Adipose Tissue Dysfunction in Obesity: Role of Mineralocorticoid Receptor

Mirko Parasiliti-Caprino  1 Martina Bollati  1 Fabio Dario Merlo  2 Ezio Ghigo  1   3 Mauro Maccario  1   3 Simona Bo  3
Affiliations
Review

Adipose Tissue Dysfunction in Obesity: Role of Mineralocorticoid Receptor

Mirko Parasiliti-Caprino et al. Nutrients. .

Abstract

The mineralocorticoid receptor (MR) acts as an essential regulator of blood pressure, volume status, and electrolyte balance. However, in recent decades, a growing body of evidence has suggested that MR may also have a role in mediating pro-inflammatory, pro-oxidative, and pro-fibrotic changes in several target organs, including the adipose tissue.

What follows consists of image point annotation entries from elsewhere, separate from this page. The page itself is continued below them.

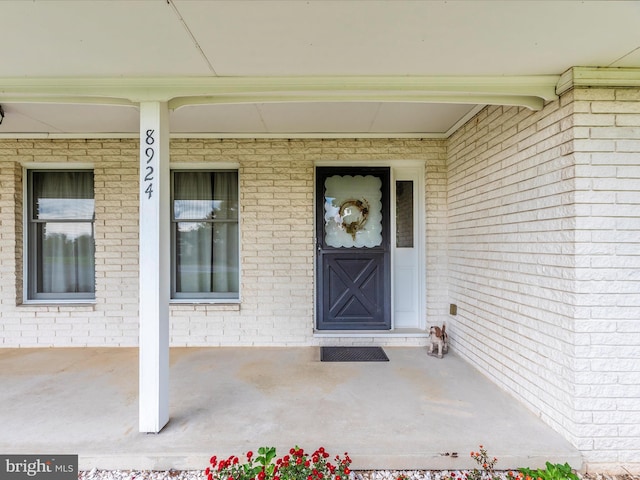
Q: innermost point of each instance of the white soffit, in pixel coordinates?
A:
(266, 67)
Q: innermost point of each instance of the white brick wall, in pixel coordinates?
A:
(277, 250)
(532, 229)
(607, 146)
(544, 250)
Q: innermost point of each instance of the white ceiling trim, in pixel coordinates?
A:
(598, 77)
(527, 91)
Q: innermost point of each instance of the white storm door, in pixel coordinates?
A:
(408, 269)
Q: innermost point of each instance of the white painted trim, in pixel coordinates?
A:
(598, 77)
(278, 136)
(204, 166)
(529, 90)
(56, 166)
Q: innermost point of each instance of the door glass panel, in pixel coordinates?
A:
(353, 211)
(404, 214)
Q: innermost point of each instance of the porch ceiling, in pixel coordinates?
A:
(294, 68)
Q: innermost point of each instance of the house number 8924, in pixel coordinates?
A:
(149, 153)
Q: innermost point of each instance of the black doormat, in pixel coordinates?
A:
(353, 354)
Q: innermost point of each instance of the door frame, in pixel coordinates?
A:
(419, 169)
(375, 261)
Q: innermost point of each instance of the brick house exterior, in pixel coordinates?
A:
(532, 228)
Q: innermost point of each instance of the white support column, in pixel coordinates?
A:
(154, 266)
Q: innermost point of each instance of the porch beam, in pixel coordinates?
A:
(528, 91)
(154, 267)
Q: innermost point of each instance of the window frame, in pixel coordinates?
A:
(200, 297)
(30, 241)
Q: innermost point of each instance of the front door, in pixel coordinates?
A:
(353, 248)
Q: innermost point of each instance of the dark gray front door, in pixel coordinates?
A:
(353, 249)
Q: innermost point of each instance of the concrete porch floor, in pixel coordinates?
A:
(409, 413)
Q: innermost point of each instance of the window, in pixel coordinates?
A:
(404, 214)
(205, 244)
(60, 235)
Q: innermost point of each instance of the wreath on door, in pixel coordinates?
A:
(353, 227)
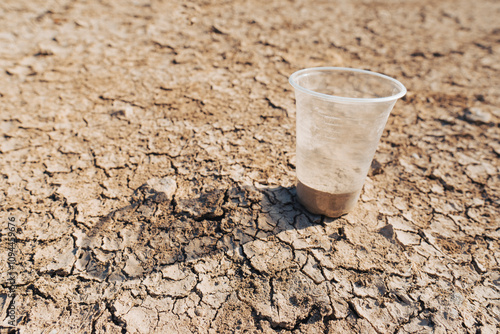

The finding that MR is overexpressed in the adipose tissue of patients with obesity has led to the hypothesis that this receptor can contribute to adipokine dysregulation and low-grade chronic inflammation, alterations that are linked to the development of obesity-related metabolic and cardiovascular complications. Moreover, several studies in animal models have investigated the role of MR antagonists (MRAs) in preventing the metabolic alterations observed in obesity. In the present review we will focus on the potential mechanisms by which MR activation can contribute to adipose tissue dysfunction in obesity and on the possible beneficial effects of MRAs in this setting.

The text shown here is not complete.